KM: I’m working on a play inspired by my experience with severe Long Covid. It’s really hard to dramatize stillness and pain, so I’m trying to stretch my usual dramatic form. It’s a new challenge for me. I’m thinking about invisible disabilities in general, and what it means to navigate a world built for speed and wellness. It will first appear as a short play in this year’s Ripped Festival.
I also needed a break from serious issues, especially with the current political climate. So for fun, I wrote a play about Gwyneth Paltrow’s ski trial. I love Tina Satter’s Is This A Room, so this is a verbatim play with all of its crazy quotes and bizarre anecdotes. Behind the comedy, though, is a nice man who can’t accept his deepening dementia. So even with this fun play, it still leads me back to thinking about how our invisible illnesses affect our lives, even on the ski slopes.

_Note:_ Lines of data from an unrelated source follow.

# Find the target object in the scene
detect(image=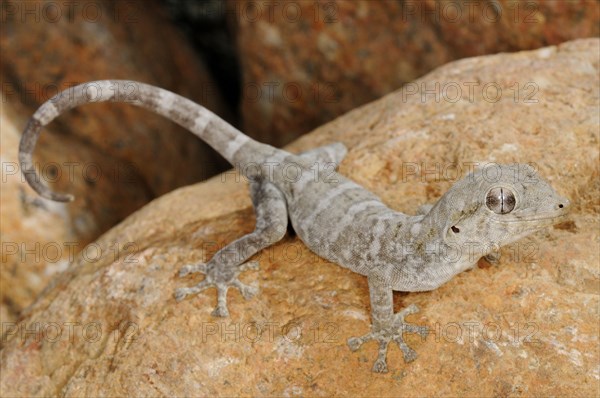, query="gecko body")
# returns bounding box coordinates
[19,80,569,372]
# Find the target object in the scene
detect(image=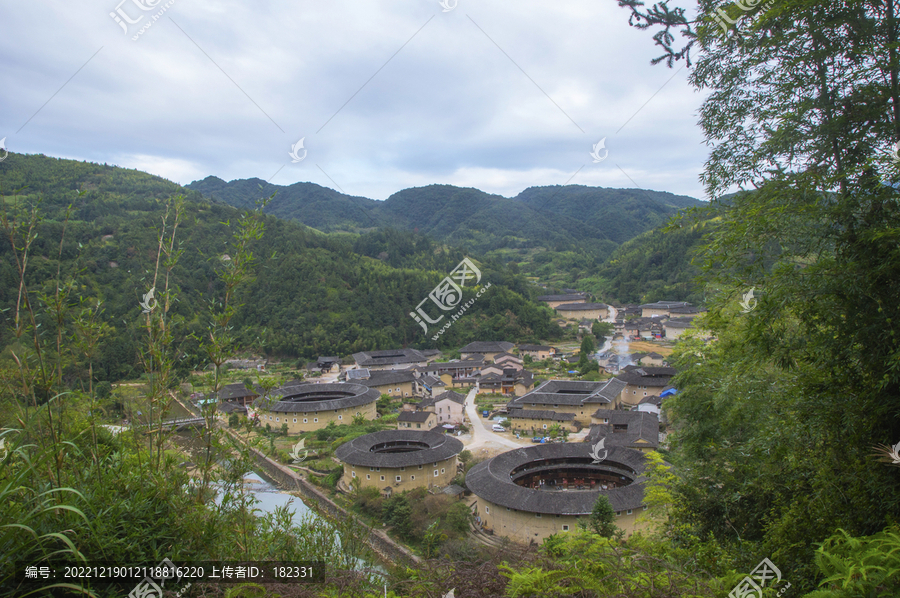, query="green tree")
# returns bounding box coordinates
[591,322,616,339]
[588,494,623,538]
[620,0,900,592]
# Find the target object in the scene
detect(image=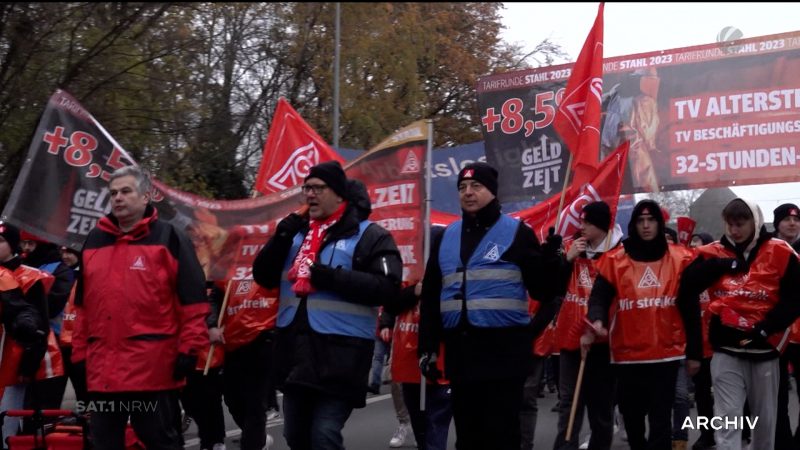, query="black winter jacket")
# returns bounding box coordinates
[253,180,403,408]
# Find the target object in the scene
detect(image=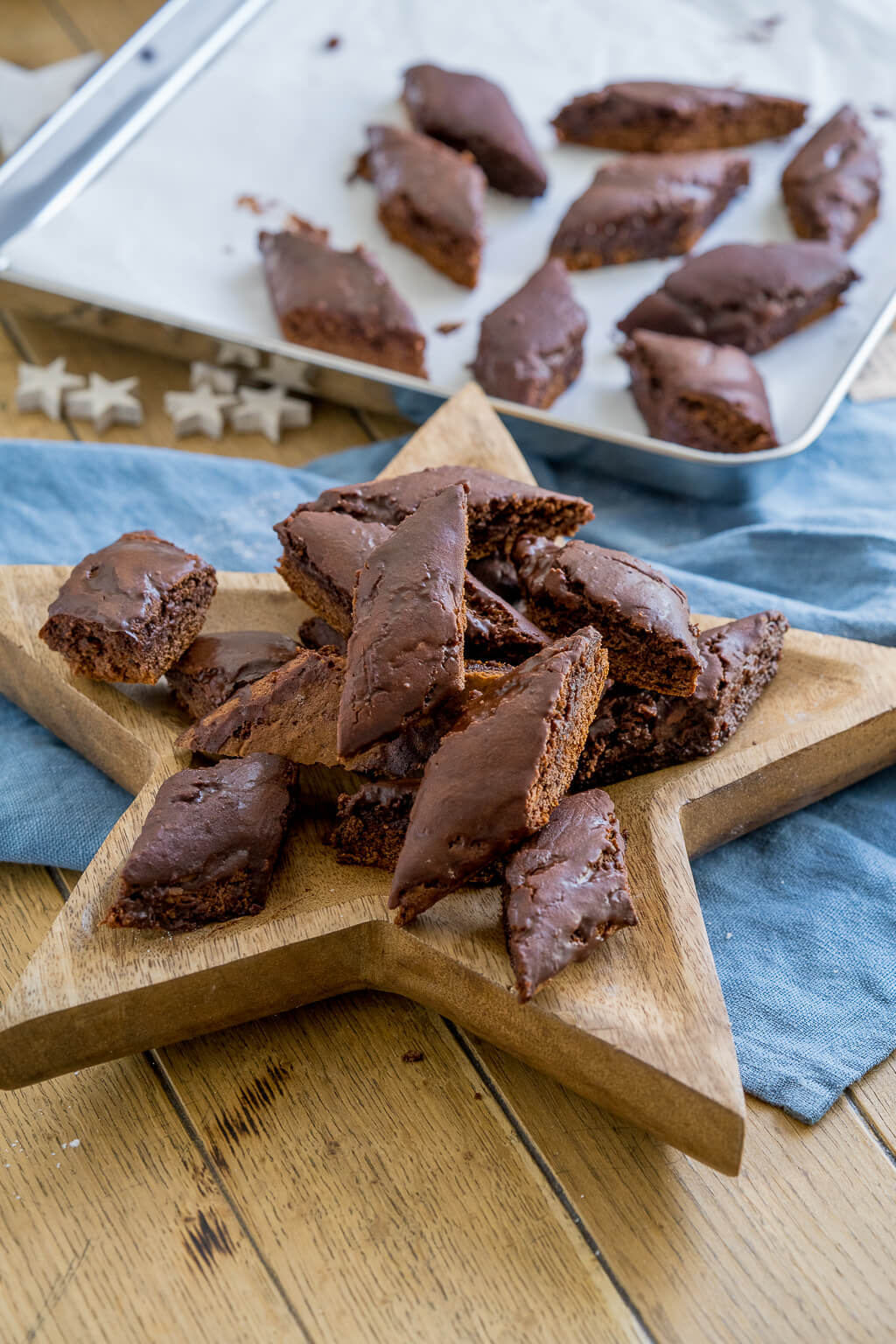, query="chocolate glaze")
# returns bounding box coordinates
[40,532,216,641]
[336,485,467,760]
[513,536,701,695]
[554,80,808,152]
[780,105,881,248]
[402,65,548,196]
[472,258,588,409]
[620,331,778,453]
[106,754,296,928]
[299,462,594,559]
[274,496,548,662]
[389,629,606,923]
[274,509,392,634]
[258,220,426,378]
[166,630,303,719]
[618,242,858,355]
[502,789,638,1003]
[366,126,486,281]
[577,612,788,788]
[550,152,750,269]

MS: I just worked on a couple of short films and finished writing my first feature horror screenplay called Residue. I’ve started shopping it around, looking for a producer. As a Gen X woman and someone who has ingested the horror genre voraciously all her life, I wanted to write a horror movie that was inspired by 70s/80s horror films. Residue is a classically minded horror movie and the movie’s built-in audience is Gen X. X-Files meets It Follows meets Jacob’s Ladder.
I’ve also written an historical novel inspired by my family’s experiences during WWII in Eastern Europe and their subsequent immigration to North America called Somehow It Will Be. I’m on my last round of edits right now and hope to start sending it out soon. And my next picture book is All Gnomes Speak Polish (a sequel of sorts to All Cats Speak Polish). Wish me luck!